And just remember this...while I love Jon and Kate and all those multiples... I'm pretty sure the producers are helping them set that stuff up. They'll start setting the tent up but then some grip actually finishes it. Jon just runs over every now and then and they film him "getting it done." Smoke and mirrors.
So, what I really need, then, are some producers and grips. Where do I get those?
Kuj,
I can't post to your blog! I've tried four times in the past two days!
Well, I think you're 6 - 18 kids shy of contacting TLC but Kimora has her own show with just two kids so maybe you should call E!
The husband and I camped out in the back yard once...of course that was because the cat had peed on the bed when I was changing the bed linens...
Trish:
Did you learn NOTHING from your sister-in-law's adventure with camping.

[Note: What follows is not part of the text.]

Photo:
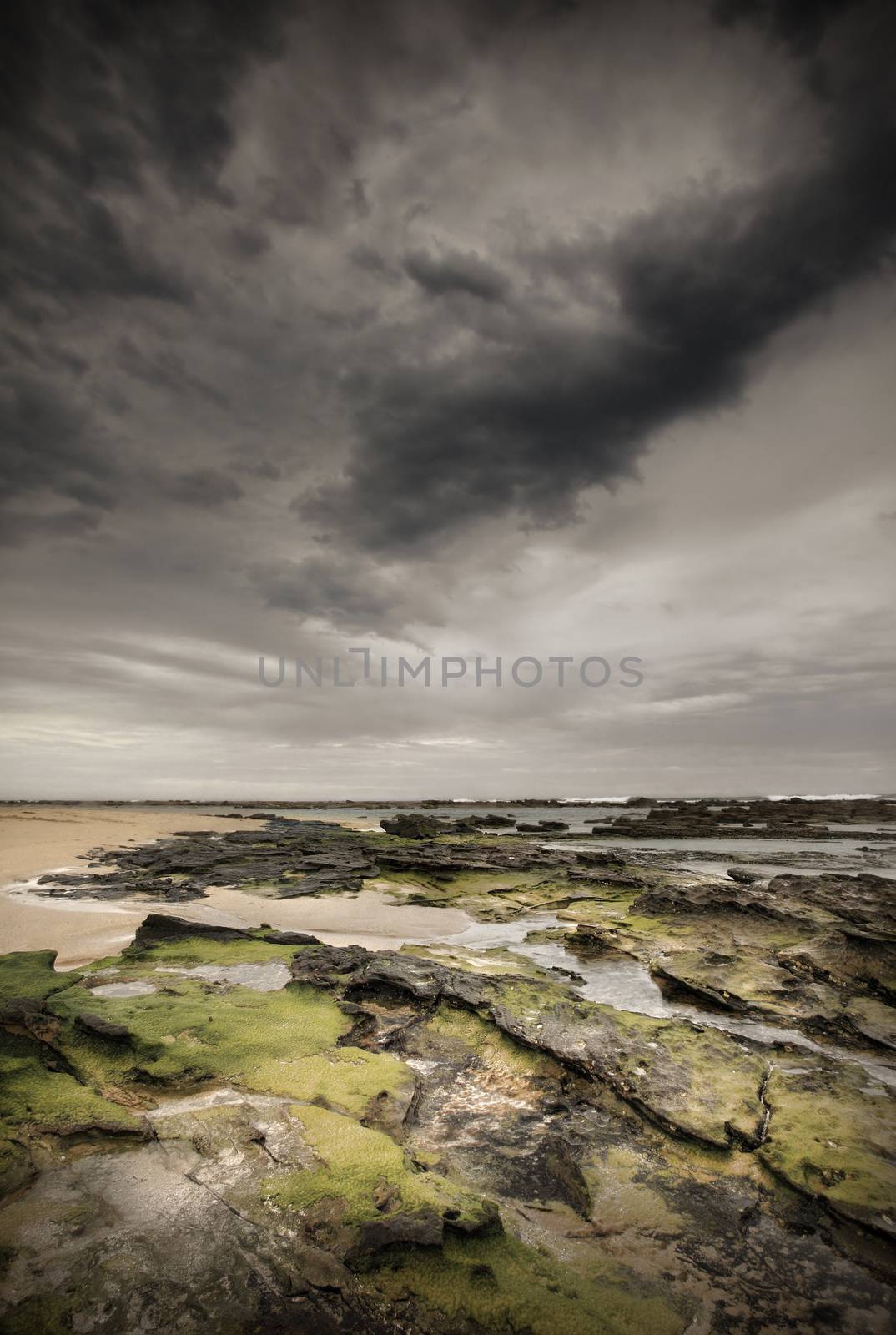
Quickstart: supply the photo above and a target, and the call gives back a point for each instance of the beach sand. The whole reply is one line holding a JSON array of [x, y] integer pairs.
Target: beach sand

When she told you she was going, your shrilled laughter could be heard all the way in AZ!
If sanity does not return prior to Spring, please alert me before you set up camp so that I can sound proof my home here in the Valley of the Sun.
Sue,
I was thinking the exact same thing, which makes me wonder if there isn't something to "universal karma." Could this be the universe's way of smacking me on the wrist after making fun of Michelle's foray into the wild?
However, if I were only in my back yard, then...maybe....
Look, let's stop discussing this. Fly here and save me.
DUDE, are you kidding me? YOU? CAMPING? You are out of your freaking mind. Nothing in it sounds remotely fun. If I recall last time you were at the boat by the time we were roasting marshmallows, you guys were no where to be found. Roast the marshmallows outside and then sleep inside you house.
P.S. It is a SHOW...pretty sure they cut out the truly miserable parts....
Lauren,
You roasted marshmallows?? How did I miss that?
I AM flying in on Feb 1 for a week. If you can hold off making a commitment until then...well, as super nanny would say, "Hang on, help is on the way."
If you can't get the idea out of your head, then at least tell the kids you will do it when Michael Kors makes tents.
(As a Jewish princess, I feel compelled to confess that my idea of roughing it is staying at a hotel where the don't provide bathrobes.)